En écho aux critiques du chef de l'état, Jovenel Moïse, contre le Parlement, des députés de l'opposition ne cessent d'attirer l'attention sur un certain dysfonctionnement du Parlement. A trois mois de l'échéance constitutionnelle, les autorités électorales ne disposent pas des outils indispensables tels la loi électorale et le budget pour la tenue des élections.

En cas de report du scrutin d'octobre 2019, les autorités gouvernementales devront constater en janvier 2020 la caducité de la chambre des députés et le dysfonctionnement du Parlement. Les 19 sénateurs qui seront en poste ne pourront pas remplir les prérogatives des deux branches du Parlement.

Le spectre de la caducité du Parlement n'émeut ni les officiels gouvernementaux ni les législateurs.

Le député Jean Marcel Lumérant, juge que le Parlement est déjà dysfonctionnel puisque les élus n'assument pas leurs prérogatives de contrôle de l'action gouvernementale.
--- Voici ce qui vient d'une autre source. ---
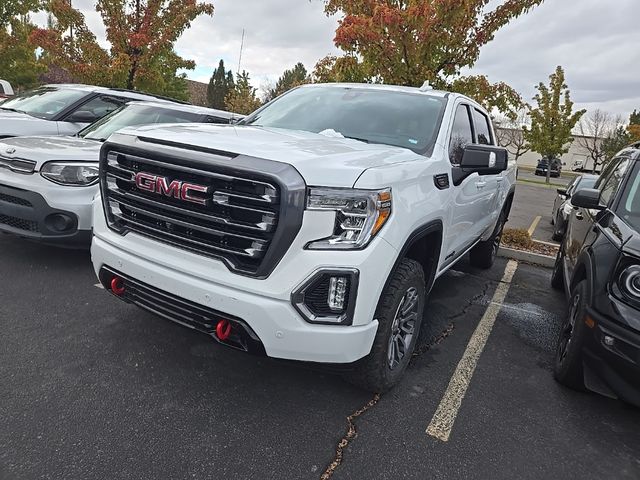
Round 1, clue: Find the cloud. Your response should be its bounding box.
[33,0,640,115]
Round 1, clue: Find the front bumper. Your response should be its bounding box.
[0,171,97,248]
[91,202,397,363]
[584,308,640,407]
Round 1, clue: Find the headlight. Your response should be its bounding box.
[40,162,99,187]
[618,265,640,302]
[307,188,391,250]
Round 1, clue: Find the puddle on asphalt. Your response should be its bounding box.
[481,297,562,352]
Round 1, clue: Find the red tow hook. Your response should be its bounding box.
[109,277,125,297]
[216,320,231,342]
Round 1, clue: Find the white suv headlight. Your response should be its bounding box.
[307,187,391,250]
[40,162,100,187]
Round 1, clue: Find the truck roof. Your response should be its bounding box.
[123,100,244,119]
[39,83,188,105]
[298,83,486,110]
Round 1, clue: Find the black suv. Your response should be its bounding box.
[551,143,640,406]
[535,158,562,177]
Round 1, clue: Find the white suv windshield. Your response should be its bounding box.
[0,88,87,120]
[78,105,201,142]
[240,86,446,153]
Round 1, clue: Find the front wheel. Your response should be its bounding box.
[345,258,426,393]
[551,213,564,242]
[469,211,507,269]
[553,280,587,390]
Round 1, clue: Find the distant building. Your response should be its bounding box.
[496,127,593,170]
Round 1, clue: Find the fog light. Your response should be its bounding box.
[327,277,348,312]
[45,213,75,232]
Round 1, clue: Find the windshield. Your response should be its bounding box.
[78,104,202,142]
[240,86,446,153]
[0,87,87,120]
[616,162,640,232]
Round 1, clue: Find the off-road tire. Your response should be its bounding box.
[553,280,588,391]
[469,210,507,270]
[344,258,427,393]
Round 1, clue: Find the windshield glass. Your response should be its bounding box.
[0,87,87,120]
[616,162,640,232]
[240,86,446,153]
[78,104,202,142]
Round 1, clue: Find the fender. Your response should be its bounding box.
[566,248,595,302]
[382,219,444,293]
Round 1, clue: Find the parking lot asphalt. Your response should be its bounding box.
[506,184,558,244]
[518,168,575,185]
[0,236,640,480]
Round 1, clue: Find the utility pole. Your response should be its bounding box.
[237,28,244,75]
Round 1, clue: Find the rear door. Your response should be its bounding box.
[471,107,506,234]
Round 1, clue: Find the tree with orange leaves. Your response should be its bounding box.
[321,0,543,116]
[32,0,213,97]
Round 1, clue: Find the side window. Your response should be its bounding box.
[449,105,473,165]
[473,108,494,145]
[70,96,126,119]
[600,159,629,205]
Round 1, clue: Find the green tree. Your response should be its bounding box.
[325,0,543,116]
[311,55,371,83]
[265,62,311,102]
[602,126,631,161]
[207,60,234,110]
[0,0,44,90]
[627,110,640,142]
[225,71,262,115]
[523,66,585,183]
[32,0,213,96]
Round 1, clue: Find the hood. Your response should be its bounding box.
[0,136,102,170]
[0,109,58,137]
[119,124,424,187]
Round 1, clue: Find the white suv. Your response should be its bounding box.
[0,84,185,138]
[0,101,234,248]
[92,84,515,391]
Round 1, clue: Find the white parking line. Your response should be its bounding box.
[427,260,518,442]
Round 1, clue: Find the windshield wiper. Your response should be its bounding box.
[342,135,371,143]
[0,105,27,113]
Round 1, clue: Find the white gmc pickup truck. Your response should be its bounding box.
[92,84,515,392]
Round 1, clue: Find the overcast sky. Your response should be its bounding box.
[36,0,640,116]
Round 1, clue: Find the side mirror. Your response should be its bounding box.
[67,110,98,123]
[460,144,509,175]
[571,188,607,210]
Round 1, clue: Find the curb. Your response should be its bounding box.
[498,247,556,268]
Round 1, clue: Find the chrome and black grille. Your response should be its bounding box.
[101,134,305,276]
[0,214,40,233]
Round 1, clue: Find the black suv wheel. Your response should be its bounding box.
[553,280,587,390]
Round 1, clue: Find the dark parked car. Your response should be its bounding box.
[536,158,562,177]
[552,143,640,407]
[551,175,598,241]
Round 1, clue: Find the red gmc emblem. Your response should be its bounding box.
[135,172,209,205]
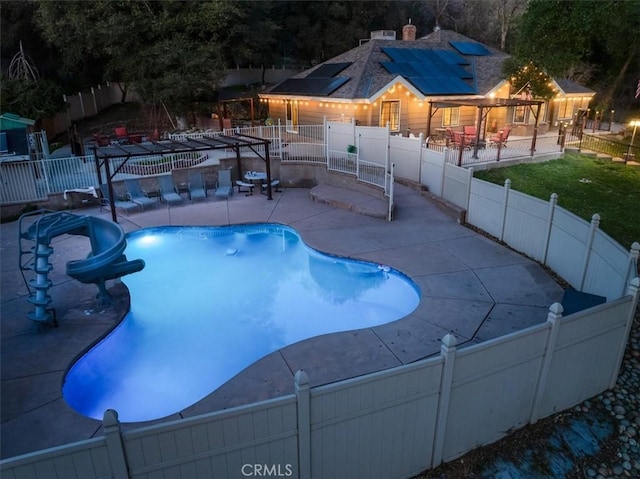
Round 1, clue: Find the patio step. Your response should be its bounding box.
[309,184,389,219]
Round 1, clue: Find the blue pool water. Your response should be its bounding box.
[63,224,419,422]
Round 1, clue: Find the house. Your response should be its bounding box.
[259,24,594,137]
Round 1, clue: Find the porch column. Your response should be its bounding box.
[473,106,482,159]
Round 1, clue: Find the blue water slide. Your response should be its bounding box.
[67,216,144,285]
[19,210,144,324]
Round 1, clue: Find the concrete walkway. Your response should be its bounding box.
[0,185,562,458]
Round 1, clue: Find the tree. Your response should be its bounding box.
[515,0,640,110]
[502,58,555,99]
[0,78,65,121]
[38,0,242,115]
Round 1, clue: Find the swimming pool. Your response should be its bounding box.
[63,224,420,422]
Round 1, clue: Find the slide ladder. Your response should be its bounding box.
[18,210,84,326]
[18,210,144,326]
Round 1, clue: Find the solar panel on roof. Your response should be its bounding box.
[449,42,491,56]
[380,47,476,95]
[271,77,349,96]
[433,50,469,65]
[306,62,352,78]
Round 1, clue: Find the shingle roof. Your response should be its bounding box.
[555,78,595,95]
[269,30,509,100]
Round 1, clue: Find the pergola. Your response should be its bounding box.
[427,98,544,158]
[93,134,273,223]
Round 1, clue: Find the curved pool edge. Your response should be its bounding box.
[62,222,423,424]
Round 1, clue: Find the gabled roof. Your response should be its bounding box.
[554,78,596,96]
[268,30,508,101]
[0,113,35,130]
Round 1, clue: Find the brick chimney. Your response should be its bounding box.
[402,19,416,42]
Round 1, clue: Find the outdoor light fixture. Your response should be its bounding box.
[627,120,640,160]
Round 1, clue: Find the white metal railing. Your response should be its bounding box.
[356,159,387,188]
[110,151,208,180]
[0,155,97,203]
[0,151,208,203]
[327,150,358,175]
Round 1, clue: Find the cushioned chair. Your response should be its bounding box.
[98,185,140,214]
[262,179,280,194]
[489,126,511,148]
[464,125,478,138]
[113,126,129,144]
[216,170,233,199]
[124,180,158,209]
[158,175,182,205]
[189,171,207,201]
[236,180,255,196]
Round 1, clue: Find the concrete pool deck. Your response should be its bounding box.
[0,185,563,458]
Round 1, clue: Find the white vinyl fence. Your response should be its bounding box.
[0,124,640,479]
[0,284,640,479]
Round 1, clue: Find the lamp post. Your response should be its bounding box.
[625,120,640,163]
Puisque les législateurs ne s'acquittent pas de leur tache ceci a provoqué des dérives dont la prolifération des gangs armés sur l'ensemble du territoire.

Tenant compte de cette situation le député de l'opposition dit comprendre la démarche des marchandes de la Croix des Bossales qui ont installé leurs négoces en face du Palais Législatif. Estimant que ces citoyens sont en quête d'un site sécuritaire pour leurs activités économiques, il juge qu'ils devraient s'installer sur la Cour du Parlement puisque les législateurs sont en partie responsable de leur déboires.

Par ailleurs les dirigeants du Mouvement des organisations populaires accusent des parlementaires d'être impliqués dans la multiplication des gangs. Ils soutiennent que nombre de jeunes dans les quartiers populeux ont été armés par des candidats lors des dernières législatives.